The B Corp scheme certifies companies that meet its social and environmental performance standards across the entire company and its products. It requires a company be accountable and transparent to the public according to its assessment score.
About: B Corp was set up in 2006 by B Lab, a Pennsylvania-based nonprofit organization with offices in the United States, Europe, Canada, Australia and New Zealand. B Lab has partnerships in Latin America with Sistema B. The first 82 B Corps were certified in 2007, and now there are more than 3,500 Certified B Corps in more than 70 countries. Most of these companies are small businesses and span a wide range of sectors, from retail to waste management.
Process: B Lab conducts B Impact Assessment of the applicant company’s effects on workers, customers, community and environment against a set of proprietary standards. Companies are analysed from top to bottom on aspects from supply chain and input materials to charitable donations and employee benefits, and certified by the non-profit organization B Lab.
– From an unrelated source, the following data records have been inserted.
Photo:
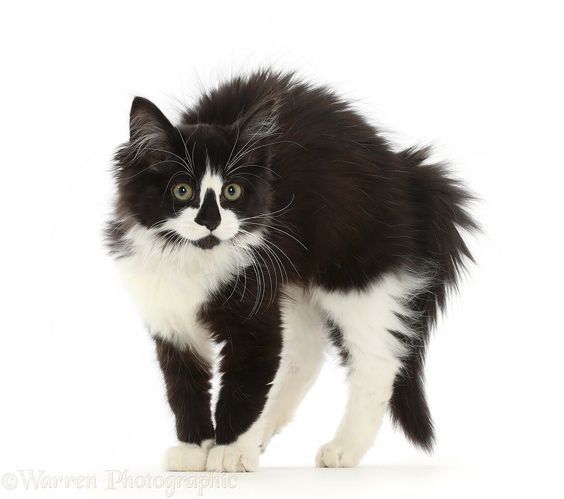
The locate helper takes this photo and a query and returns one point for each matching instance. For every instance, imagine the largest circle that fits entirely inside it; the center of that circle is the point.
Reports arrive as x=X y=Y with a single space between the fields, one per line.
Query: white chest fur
x=170 y=284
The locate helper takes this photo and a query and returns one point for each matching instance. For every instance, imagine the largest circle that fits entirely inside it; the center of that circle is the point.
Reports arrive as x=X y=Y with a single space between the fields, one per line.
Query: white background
x=482 y=81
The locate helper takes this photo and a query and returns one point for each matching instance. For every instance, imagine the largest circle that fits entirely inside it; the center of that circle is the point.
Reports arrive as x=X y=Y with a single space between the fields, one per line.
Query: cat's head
x=201 y=185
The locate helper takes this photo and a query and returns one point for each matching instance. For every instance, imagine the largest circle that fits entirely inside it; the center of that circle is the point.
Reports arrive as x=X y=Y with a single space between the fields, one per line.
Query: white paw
x=233 y=458
x=187 y=457
x=338 y=455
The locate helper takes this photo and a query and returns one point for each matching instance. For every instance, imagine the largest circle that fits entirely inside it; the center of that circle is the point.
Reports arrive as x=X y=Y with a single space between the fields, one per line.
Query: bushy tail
x=441 y=210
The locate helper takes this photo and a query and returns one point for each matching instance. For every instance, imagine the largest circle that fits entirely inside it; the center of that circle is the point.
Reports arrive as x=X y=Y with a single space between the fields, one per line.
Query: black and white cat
x=270 y=219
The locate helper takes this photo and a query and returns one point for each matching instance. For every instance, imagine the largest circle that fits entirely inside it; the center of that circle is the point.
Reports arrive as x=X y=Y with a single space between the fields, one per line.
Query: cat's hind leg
x=303 y=329
x=370 y=322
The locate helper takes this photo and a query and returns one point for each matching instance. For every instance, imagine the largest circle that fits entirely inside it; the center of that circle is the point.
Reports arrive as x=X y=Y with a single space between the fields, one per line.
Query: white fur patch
x=303 y=329
x=187 y=457
x=365 y=319
x=170 y=283
x=241 y=455
x=185 y=223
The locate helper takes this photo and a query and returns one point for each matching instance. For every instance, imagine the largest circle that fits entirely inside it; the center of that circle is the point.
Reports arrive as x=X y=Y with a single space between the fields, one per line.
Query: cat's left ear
x=148 y=126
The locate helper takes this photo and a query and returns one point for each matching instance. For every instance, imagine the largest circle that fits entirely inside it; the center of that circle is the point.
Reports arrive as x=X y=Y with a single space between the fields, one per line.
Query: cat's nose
x=209 y=215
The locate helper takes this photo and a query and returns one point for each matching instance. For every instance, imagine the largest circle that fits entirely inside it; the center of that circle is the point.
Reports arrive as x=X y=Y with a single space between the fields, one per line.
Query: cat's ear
x=148 y=126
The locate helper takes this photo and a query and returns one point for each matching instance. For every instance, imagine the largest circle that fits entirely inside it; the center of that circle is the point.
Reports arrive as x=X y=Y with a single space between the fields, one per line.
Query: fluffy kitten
x=272 y=218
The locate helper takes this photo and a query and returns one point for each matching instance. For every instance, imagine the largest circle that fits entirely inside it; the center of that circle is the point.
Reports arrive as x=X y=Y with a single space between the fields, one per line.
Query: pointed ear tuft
x=148 y=125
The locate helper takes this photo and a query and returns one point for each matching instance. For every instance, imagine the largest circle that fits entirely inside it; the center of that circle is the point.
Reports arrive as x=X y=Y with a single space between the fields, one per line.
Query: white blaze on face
x=185 y=223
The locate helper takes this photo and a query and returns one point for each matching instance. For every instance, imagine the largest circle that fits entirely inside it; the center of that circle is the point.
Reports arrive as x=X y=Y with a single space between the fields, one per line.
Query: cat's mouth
x=207 y=242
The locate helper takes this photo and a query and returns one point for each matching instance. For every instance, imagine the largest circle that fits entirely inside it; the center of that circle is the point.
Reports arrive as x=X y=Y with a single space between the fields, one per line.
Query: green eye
x=182 y=192
x=232 y=192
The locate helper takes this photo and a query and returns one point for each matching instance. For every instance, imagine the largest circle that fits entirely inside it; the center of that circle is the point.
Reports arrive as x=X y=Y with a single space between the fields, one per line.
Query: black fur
x=341 y=208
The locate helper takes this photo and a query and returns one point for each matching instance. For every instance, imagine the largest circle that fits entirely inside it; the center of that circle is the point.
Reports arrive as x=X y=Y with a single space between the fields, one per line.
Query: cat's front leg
x=250 y=358
x=188 y=381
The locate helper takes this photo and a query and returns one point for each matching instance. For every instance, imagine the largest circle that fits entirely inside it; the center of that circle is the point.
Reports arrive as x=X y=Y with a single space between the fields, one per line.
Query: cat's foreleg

Companies are graded on a scale of zero to 200 for an overall B Impact Score. To qualify as a certified B Corp, a company must achieve a minimum score of 80 points. About one in three that submit for certification will certify, and the review process currently takes anywhere from six to 10 months to complete.
B Impact Score measures four areas: governance, community, environment and customers. An assessment asks questions about how the day-to-day operations of a company make a positive impact in those categories. Companies can earn additional points if their business model creates a positive social and environmental impact as well.
The governance category measures a company’s mission, ethics and transparency. The community category covers an array of concepts: diversity, equity and inclusion; economic impact; civic engagement and giving; and supply chain management. The environment category measures environmental management and a company’s impact on air and climate, water, and land and life. The customer category measures a company’s customer stewardship.
Fees: Annual fees are on a scale based on a company’s annual sales. The lowest fee is $1,000 annually for companies with annual sales below $150,000, all the way up to $50,000 for companies with sales of $750 million to $999 million. The fee for companies with sales of $1 billion or more per year is based on size and complexity of business. These fees help cover the operating expenses of B Lab and fund the verification process
Applicability: B Corp has been described as the business equivalent to the coffee industry’s Fair Trade program. And in that sense, it is broadly applicable to most corporate entities. As of March 2021, there was only one lubricant industry-related entity on the roster – a lubricant condition monitoring company called Fluitec.
Certified B Corp are not to be confused with U.S. benefit corporations, which are sometimes shortened to B Corps. A benefit corporation is a legal structure for a non-profit business.